Guttenberg was named advisor to the EU’s internet commissioner Neelie Kroes on Monday, with the particular remit of the role of the internet in authoritarian regimes in the Arab world.
But many German commentators noted that during one of his previous incarnations as economics and technology minister in 2009, Guttenberg had come out in favour of website blocks for child porn, despite expert advisers saying they were an ineffective instrument against paedophiles.
Others feared that government-imposed website blocks would set an uncomfortable precedent for internet freedoms.
Andrea Nahles, general secretary of the opposition Social Democratic Party (SPD), came up with the phrase that provided plenty of headlines in the German press when she described Monday’s appointment as “putting the fox in charge of the henhouse.”
Guttenberg’s relationship with internet freedom was also tested earlier this year when revelations on the crowd-sourced online platform Guttenberg Wiki uncovered wholesale plagiarism in his doctoral thesis. The scandal stripped him of both his doctorate and his ministerial post.
“Just this year, I was personally exposed to the power of the internet,” Guttenberg joked about the affair at a press conference in Brussels on Monday. “And I recognize and value its capacity to draw people in power to account.”
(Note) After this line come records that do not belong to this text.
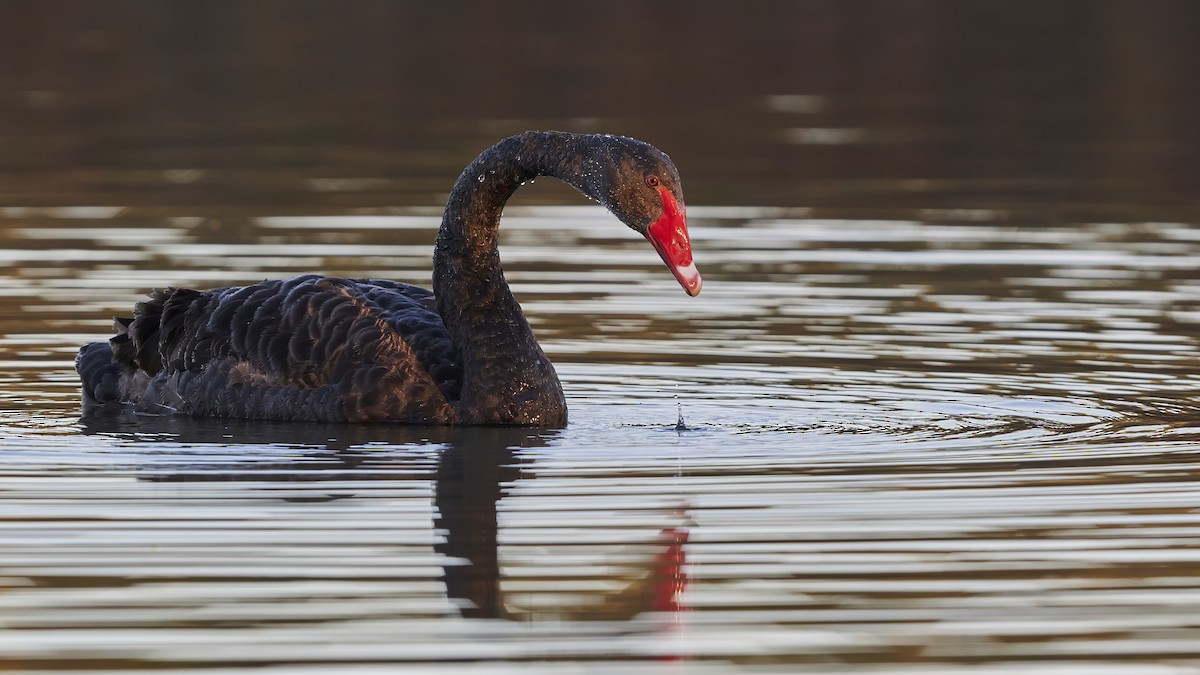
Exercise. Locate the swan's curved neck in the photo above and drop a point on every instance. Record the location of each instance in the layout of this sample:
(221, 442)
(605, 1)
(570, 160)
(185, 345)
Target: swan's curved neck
(507, 377)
But internet activists, some of whom would theoretically be cooperating with Guttenberg in his new job, were less amused. Human Rights Watch described Kroes’ initiative to promote internet freedom as good, but was “astonished” at her choice of personnel.
Frank Rieger, spokesman for the hackers’ collective Chaos Computer Club, told the Welt newspaper, “We see no reason to meet with a deceitful braggart who can’t even admit that he lied and plagiarized and is now presenting himself as the saviour of the internet.”
The internet itself was bursting with ridicule for Guttenberg on Tuesday. One German Twitter user compared the appointment to making Playboy founder Hugh Hefner an equality commissioner.
More drily, lawyer and IT specialist Christoph Kappes, noted on the Google + network, “He is a technology enthusiast with thorough knowledge of the manipulative technology that allows him to use weak points in the systems to his advantage.”
But maybe satirical German TV show “Extra 3” came up with the best joke. Next to a photoshopped picture of Guttenberg dressed as a member of the Pirate Party – the party whose central issue is internet freedom – the caption appeared, “Freedom for the internet! Copy and paste for all!”